Press release

Partners agree 20-year vision for Purbeck Heaths super NNR

To mark Landscapes for Life Week, the partners behind the UK’s first super National Nature Reserve (NNR) have agreed a 20-year vision for one of Britain’s most biodiverse landscapes.

Godlingston Heath with Poole and Bournemouth in the distance

Image credit: National Trust Images and John Miller

The Purbeck Heaths NNR is a product of long-term collaboration for nature recovery.  The partners, Amphibian and Reptile Conservation Trust, Dorset Wildlife Trust, Forestry England, National Trust, Natural England, Rempstone Estate, and the RSPB have now agreed a 20-year vision, a Memorandum of Understanding and the first ever joint management plan for a ‘super’ NNR.

The management plan will allow the partnership to work at a large landscape scale and use natural processes and animals to sustain this dynamic and ever-shifting kaleidoscope of habitats – a wild quality long missing from much of the British countryside, but vitally important to its wildlife.

Already, the partners are moving forward these ambitions for nature and people. The area grazed by cattle and ponies is being more than doubled in size, encompassing 1,370 hectares and stretching to RSPB Arne.  Led by the Dorset AONB team, with grant support from the Green Recovery Challenge Fund and the Wytch Farm Landscape and Access Fund, new fencing and cattle grids are being installed, allowing for the introduction of rare breed pigs alongside the cattle and ponies, rootling the landscape for the first time since the extinction of wild boar some 300 years past.

Rachel Williams, Natural England Area Manager, said:

This is a fantastic example of partners working together to make nature recovery a reality. Purbeck Heaths NNR is an inspirational place for people from all walks of life to enjoy the natural world. By giving wildlife space to thrive and restoring natural processes across the landscape, we can reverse the decline in nature.

Douglas Ryder of the Rempstone Estate said:

We are delighted to be working to help deliver a landscape that gives space for nature, working together to appropriately manage Purbeck Heaths using tried and tested agricultural methods, such as grazing with native cattle, to enhance habitat and species recovery is hugely important.

David Brown, National Trust Landscape Partnerships Manager, said:

The Purbeck Heaths NNR is the latest milestone on the journey to recover nature across Purbeck. Conservationists have been working here since the 1950s and have helped safeguard some of Europe’s most precious heathland sites, gradually reconnecting them back into one huge nature-rich landscape. The NNR has brought together 7 landowners under this common vision.

Leanne Sargeant, Forestry England Senior Ecologist, said:

This strengthens our ambitions to do more for biodiversity and our new 5-year plan will feed into improving our forests for wildlife. We recognise the importance of working at a landscape-scale and this partnership will really help us utilise our knowledge to build a better landscape for nature.

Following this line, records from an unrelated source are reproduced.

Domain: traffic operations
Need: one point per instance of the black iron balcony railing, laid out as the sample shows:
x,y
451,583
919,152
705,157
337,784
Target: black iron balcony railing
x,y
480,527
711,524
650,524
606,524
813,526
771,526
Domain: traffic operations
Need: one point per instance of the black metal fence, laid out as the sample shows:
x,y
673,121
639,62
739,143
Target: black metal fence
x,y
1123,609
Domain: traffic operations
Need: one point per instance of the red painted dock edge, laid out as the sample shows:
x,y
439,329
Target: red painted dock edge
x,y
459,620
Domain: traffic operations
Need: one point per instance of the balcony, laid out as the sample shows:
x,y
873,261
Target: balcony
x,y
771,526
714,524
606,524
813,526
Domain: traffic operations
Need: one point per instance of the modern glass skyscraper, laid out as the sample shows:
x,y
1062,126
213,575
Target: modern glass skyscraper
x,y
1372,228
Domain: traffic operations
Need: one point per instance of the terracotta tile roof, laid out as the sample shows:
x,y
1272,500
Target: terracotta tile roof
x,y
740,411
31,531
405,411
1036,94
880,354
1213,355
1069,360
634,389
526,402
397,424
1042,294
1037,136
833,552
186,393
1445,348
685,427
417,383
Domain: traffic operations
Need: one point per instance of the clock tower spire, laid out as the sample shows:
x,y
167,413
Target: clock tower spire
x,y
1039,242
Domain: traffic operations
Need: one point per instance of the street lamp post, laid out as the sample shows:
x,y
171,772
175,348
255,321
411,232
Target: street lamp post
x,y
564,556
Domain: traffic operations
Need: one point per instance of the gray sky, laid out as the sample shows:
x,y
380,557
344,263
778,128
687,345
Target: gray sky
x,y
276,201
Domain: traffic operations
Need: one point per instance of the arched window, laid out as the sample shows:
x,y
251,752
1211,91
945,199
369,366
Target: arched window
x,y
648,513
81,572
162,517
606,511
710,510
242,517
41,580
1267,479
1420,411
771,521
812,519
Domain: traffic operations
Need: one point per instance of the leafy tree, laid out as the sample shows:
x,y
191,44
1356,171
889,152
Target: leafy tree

Dr Phil Sterling, Dorset AONB Chairman, said:

Functioning ecosystems and abundant wildlife are the cornerstones of natural beauty, and the scale at which the Purbeck Heaths NNR partners are working makes such a contribution to the nationally-important landscape of the Dorset AONB.

By working together, partners benefit from each other’s strengths and expertise to recover nature and restore natural processes across Purbeck Heaths NNR.  In doing so, it will become more resilient to climate change, creating a wilder, richer, and more complete experience for people enjoying the reserve.

In the years to come, the Purbeck Heaths NNR will continue to be a beating heart of nature conservation, supporting nature recovery beyond its boundaries and into the wider landscape to strengthen the emergent national Nature Recovery Network.

Notes to editors

  • Declared on 21 February 2020, the Purbeck Heaths NNR covers 3,331 hectares (8,231 acres), including Studland and the Arne peninsula, and is the first ‘super’ NNR in the country, combining a number of existing nature reserves.  Nestled in the Dorset Area of Outstanding Natural Beauty (AONB), it is now the largest area of lowland heath managed as a single nature reserve in all of England.
  • Visit www.dorsetaonb.org.uk/project/wild-purbeck, and www.nationaltrust.org.uk/studland-bay for more information.
  • Natural England is the government’s advisor on the natural environment. Established in 2006, our work is focused on enhancing England’s wildlife and landscapes and maximising the benefits they bring to the public.